Research opportunities for the Pediatric Hematology Oncology fellows are available across the vast resources of the University of Florida. Our program provides access to research that align with your interests in both hematology and oncology.
Each fellow will develop a formal research project which will be their primary focus during the second and third year of fellowship. The subspecialty resident will be expected to formulate a three-member Scholarship Oversight Committee (SOC), identify a mentor, and begin organizing a research project during the first year of fellowship. Time will be provided during the subspecialty elective rotations to identify a mentor and begin planning a research project. All subspecialty residents will be expected to engage in projects in which they develop hypotheses or in projects of substantive scholarly exploration and analysis that require critical thinking. Areas in which research may be pursued include, but are not limited to: basic, clinical, or translational biomedicine, health services, quality improvement, bioethics, education, and public policy. Fellows must gather and analyze data, derive and defend conclusions, place conclusions in the context of what is known or not known about a specific area of inquiry, and present their work in oral and written form to their Scholarship Oversight Committee (see below) and elsewhere. The SOC is to meet every 6 months in the 2nd and 3rd year, formally or informally, to review your progress. A written report from the meeting is to be placed on New Innovations.
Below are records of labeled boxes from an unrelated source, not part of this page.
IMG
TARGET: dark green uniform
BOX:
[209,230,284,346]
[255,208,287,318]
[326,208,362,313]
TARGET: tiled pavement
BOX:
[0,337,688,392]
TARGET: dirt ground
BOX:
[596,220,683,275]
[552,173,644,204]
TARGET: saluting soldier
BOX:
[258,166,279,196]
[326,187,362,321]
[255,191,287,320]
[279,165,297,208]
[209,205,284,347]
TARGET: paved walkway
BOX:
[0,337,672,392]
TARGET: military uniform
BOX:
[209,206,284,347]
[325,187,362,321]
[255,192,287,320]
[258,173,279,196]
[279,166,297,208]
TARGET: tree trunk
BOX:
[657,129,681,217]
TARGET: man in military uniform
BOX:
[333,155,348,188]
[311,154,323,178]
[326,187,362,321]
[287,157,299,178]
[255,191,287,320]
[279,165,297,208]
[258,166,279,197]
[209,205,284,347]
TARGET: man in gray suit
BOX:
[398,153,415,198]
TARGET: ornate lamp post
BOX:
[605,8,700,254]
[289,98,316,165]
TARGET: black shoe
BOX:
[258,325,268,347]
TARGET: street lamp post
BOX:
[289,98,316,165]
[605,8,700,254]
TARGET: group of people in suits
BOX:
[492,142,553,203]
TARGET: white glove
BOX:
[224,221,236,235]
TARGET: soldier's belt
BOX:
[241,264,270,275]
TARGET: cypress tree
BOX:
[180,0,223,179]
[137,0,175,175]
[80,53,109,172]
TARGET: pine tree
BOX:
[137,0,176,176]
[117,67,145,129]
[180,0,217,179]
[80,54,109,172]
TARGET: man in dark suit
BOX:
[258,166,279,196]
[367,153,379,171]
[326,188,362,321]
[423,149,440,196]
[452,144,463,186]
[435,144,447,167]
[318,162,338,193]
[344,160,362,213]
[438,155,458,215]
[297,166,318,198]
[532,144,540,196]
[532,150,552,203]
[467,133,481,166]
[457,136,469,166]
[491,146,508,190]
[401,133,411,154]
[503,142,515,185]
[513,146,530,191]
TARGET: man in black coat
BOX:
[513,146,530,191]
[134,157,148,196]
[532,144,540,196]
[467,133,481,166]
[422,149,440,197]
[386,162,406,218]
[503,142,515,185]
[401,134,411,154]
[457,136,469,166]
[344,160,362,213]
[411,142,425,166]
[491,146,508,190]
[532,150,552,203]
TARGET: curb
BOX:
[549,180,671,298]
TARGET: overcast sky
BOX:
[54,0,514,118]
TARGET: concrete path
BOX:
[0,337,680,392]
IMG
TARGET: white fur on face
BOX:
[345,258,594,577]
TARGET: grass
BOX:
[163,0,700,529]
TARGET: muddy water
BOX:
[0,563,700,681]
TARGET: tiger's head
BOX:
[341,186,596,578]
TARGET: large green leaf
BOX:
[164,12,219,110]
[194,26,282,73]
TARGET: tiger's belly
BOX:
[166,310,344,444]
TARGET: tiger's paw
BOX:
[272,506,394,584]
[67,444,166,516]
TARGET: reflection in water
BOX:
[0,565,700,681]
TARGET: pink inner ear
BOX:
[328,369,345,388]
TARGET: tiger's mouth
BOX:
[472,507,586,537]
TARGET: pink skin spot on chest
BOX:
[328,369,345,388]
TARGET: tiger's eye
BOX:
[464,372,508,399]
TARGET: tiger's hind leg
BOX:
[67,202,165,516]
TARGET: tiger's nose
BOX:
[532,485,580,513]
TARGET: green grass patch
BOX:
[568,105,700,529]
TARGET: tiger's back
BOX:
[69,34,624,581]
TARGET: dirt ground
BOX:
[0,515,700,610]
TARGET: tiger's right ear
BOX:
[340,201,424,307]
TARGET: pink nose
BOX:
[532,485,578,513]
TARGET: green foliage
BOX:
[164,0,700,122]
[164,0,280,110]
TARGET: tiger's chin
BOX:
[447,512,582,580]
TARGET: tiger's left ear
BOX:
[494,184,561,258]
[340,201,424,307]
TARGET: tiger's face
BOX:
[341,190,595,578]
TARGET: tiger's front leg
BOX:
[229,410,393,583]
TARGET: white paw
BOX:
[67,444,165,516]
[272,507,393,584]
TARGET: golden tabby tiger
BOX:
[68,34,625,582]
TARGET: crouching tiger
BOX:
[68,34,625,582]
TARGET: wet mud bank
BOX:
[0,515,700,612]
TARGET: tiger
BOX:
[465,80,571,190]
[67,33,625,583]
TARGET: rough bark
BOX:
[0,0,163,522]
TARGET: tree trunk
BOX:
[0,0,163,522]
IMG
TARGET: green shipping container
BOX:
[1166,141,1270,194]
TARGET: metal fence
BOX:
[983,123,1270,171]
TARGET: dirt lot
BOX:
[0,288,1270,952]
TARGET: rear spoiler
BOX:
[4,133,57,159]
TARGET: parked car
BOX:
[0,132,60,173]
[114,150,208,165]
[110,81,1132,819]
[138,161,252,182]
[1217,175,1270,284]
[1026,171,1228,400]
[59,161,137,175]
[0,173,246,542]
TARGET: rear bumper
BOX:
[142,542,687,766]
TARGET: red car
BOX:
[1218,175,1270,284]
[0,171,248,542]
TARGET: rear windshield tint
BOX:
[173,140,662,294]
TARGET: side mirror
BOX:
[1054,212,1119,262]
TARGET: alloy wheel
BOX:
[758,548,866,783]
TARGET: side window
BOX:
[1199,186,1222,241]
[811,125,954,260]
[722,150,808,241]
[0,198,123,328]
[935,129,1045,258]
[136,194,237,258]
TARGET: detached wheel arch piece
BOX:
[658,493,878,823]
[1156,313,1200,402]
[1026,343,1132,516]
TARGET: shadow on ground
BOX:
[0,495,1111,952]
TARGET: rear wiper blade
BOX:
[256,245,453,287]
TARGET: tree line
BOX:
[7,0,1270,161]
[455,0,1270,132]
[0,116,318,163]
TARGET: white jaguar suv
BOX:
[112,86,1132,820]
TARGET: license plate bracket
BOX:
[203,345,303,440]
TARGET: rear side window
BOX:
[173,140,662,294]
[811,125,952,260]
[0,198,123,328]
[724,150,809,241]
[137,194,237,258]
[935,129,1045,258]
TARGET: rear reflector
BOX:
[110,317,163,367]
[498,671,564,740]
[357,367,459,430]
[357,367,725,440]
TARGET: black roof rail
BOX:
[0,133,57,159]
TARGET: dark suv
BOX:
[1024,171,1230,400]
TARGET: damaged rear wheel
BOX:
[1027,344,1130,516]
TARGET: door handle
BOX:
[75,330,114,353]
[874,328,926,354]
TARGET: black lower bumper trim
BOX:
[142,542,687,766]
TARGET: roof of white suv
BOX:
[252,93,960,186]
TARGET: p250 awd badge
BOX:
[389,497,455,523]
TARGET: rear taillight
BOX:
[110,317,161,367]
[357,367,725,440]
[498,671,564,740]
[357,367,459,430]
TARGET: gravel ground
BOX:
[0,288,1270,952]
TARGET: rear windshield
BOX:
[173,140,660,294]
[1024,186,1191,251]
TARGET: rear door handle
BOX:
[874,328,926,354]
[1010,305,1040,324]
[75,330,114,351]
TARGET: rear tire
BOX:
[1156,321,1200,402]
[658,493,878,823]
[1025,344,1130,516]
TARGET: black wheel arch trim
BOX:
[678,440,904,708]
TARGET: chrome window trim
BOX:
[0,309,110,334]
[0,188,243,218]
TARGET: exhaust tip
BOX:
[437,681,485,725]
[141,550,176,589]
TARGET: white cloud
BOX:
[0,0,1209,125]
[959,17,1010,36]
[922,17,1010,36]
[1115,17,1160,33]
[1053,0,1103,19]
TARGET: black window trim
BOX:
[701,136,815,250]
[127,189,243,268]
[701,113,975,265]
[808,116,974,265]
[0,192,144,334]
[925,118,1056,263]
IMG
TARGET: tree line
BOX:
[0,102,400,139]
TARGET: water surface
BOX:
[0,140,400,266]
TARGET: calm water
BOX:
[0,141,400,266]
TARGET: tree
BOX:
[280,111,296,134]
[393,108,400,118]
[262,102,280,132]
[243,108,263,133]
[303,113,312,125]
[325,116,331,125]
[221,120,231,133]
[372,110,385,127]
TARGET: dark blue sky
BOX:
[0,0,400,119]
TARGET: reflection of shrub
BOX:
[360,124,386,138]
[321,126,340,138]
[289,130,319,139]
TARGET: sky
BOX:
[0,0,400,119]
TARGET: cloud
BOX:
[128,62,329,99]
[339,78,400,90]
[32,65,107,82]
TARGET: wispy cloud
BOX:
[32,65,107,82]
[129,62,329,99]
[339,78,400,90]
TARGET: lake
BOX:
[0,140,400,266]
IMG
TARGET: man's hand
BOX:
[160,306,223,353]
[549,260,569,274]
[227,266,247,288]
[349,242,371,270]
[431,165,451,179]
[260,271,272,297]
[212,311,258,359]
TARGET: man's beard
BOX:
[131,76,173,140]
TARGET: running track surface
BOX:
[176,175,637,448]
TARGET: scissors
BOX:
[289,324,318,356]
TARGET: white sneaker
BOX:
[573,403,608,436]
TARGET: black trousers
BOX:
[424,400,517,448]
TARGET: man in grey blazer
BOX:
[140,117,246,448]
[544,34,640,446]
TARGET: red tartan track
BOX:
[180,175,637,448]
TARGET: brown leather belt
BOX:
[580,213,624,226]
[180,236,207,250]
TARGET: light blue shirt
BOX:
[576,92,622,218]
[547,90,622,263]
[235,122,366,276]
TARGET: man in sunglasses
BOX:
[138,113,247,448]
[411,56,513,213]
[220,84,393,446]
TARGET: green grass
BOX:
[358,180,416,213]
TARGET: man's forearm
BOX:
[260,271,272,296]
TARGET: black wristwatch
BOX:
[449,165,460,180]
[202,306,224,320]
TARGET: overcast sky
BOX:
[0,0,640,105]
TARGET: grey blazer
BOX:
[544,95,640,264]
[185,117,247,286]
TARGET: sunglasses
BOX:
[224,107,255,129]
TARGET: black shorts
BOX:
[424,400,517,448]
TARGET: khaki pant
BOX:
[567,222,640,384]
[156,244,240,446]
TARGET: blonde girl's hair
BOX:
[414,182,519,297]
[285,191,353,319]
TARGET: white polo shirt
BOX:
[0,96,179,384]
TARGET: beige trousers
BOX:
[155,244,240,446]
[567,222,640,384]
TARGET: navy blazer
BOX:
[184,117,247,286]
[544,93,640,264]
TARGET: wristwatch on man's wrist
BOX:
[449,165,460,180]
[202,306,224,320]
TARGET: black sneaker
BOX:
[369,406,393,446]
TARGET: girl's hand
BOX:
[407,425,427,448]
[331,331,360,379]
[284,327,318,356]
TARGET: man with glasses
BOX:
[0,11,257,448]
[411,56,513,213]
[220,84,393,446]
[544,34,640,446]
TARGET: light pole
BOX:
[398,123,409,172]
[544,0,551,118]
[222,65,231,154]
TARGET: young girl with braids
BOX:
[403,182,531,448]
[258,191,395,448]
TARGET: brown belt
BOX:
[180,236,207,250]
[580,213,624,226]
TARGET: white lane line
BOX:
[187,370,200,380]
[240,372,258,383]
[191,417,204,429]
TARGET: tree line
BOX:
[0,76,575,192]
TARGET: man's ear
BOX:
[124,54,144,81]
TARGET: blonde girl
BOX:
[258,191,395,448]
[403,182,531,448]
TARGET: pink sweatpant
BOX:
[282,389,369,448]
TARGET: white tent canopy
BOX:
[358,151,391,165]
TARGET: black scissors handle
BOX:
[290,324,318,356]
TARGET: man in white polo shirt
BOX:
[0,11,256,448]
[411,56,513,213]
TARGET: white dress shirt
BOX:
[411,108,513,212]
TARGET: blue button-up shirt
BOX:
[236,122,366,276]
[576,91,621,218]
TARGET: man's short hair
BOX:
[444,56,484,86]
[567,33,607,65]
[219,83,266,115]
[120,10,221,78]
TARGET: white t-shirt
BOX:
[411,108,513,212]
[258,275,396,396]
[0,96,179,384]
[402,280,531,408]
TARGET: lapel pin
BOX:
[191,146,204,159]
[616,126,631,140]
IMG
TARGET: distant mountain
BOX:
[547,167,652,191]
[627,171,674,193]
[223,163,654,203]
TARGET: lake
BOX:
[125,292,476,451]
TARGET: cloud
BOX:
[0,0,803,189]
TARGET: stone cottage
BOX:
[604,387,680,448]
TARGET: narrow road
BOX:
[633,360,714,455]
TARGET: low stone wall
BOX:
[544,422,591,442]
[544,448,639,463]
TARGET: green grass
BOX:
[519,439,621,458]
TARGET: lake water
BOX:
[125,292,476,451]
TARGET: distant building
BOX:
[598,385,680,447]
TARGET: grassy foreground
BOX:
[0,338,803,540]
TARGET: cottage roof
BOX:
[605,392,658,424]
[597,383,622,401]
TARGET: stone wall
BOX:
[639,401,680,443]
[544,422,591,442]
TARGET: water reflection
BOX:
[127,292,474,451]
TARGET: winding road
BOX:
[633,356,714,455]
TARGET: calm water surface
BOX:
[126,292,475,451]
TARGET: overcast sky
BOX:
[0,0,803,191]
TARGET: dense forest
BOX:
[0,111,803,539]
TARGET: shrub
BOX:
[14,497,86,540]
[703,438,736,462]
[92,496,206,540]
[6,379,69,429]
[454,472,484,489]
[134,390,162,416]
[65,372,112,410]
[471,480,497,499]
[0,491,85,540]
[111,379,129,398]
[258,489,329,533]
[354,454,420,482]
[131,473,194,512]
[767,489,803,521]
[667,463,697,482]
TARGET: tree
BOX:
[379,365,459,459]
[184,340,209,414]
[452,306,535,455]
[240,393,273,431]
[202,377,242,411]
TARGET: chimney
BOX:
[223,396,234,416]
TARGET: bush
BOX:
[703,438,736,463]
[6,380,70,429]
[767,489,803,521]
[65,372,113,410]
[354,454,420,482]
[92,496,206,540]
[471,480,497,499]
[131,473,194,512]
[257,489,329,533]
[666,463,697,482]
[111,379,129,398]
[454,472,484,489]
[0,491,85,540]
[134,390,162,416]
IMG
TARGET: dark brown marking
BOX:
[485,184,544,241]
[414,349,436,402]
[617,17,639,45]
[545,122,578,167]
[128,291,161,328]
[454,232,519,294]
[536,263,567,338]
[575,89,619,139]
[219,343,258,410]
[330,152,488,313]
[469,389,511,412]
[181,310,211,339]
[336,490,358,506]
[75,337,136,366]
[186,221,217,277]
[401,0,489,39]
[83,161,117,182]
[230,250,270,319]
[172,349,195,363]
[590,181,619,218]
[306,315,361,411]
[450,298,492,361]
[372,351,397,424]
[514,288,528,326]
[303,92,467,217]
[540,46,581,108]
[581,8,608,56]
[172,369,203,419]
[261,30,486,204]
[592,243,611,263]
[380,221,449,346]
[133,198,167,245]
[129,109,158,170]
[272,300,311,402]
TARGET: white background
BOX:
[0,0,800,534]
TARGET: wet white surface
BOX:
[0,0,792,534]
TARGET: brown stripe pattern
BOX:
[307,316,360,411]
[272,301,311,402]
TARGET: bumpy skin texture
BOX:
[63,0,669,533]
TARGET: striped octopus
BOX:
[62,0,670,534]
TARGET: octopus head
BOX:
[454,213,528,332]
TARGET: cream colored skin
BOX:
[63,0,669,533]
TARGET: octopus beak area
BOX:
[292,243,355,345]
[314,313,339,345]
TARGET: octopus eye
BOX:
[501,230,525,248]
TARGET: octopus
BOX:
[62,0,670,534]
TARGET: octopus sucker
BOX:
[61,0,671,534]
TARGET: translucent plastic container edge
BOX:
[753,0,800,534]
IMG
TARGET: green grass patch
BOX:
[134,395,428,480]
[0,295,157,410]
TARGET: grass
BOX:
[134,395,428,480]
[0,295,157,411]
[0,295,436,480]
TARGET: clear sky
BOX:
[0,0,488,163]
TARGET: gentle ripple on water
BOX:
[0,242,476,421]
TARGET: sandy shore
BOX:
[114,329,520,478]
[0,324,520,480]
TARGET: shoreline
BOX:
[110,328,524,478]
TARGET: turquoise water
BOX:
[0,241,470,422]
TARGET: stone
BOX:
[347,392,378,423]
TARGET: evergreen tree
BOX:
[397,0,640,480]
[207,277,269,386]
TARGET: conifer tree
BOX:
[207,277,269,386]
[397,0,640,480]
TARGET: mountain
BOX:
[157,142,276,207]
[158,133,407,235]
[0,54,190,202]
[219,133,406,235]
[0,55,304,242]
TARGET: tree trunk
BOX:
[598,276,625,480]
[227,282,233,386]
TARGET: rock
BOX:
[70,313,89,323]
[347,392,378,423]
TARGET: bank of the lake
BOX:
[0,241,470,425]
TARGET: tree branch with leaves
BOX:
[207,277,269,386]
All fellows will participate in the two-week Clinical Research Center’s short course entitled “Introduction to Clinical/Translational Research”. This course includes ten three-hour didactic sessions over two weeks, and consists of didactic lectures covering the following topics:
- Developing a hypothesis
- Developing a research question
- Study design
- Data management tools
- Statistical considerations
- Local resources and CTSI
- Other local resources
- IRB and regulatory considerations
- Extramural support
- Hot to overcome obstacles
During this program, fellows will develop a patent oriented research proposal, which will be formally reviewed and critiqued by the program leaders. Goals for this program include:
- Develop skills in organizing and carrying out a research project
- Develop skills in biostatistical methods
- Develop knowledge and understanding of research ethics, and perform research projects in an ethical way
- Develop skills in grant writing
- Develop skills in writing research manuscripts
- Develop an area of focus and expertise
- Develop skills in presenting research data by lecture or poster
- Develop an understanding of how to critically read biomedical literature, as it relates to study design and bias
Fellows who chose a clinical track are expected to write a Master’s thesis that summarizes their activities during their research years. They will participate in the NIH funded Advanced Post-graduate Program in Clinical Investigation, where they will complete a Master’s Degree in Public Health or a Master’s Degree in Clinical Research. Fellows will be expected to present their research progress throughout the year to the division. Goals for this program include:
- Manuscript and abstract writing for the clinician/scientist
- Analysis of research data
- Grant writing
- Scientific writing for publications and grants
- Ethical and policy issues in clinical research
- Principles of Epidemiology
- Practical issues in design and data collection
The Scholarship Oversight Committee, in conjunction with the trainee, the mentor, and the Program Director will determine whether a specific activity is appropriate to meet the ABP guidelines for scholarly activities. In addition to biomedical research, examples of acceptable activities might include a critical meta-analysis of the literature, a systematic review of clinical practice with the scope and rigor of a Cochrane review, a critical analysis of public policy relevant to the subspecialty, or a curriculum development project with an assessment component. These activities require active participation by the subspecialty resident and must be mentored. The mentor(s) will be responsible for providing ongoing feedback essential to the trainee’s development.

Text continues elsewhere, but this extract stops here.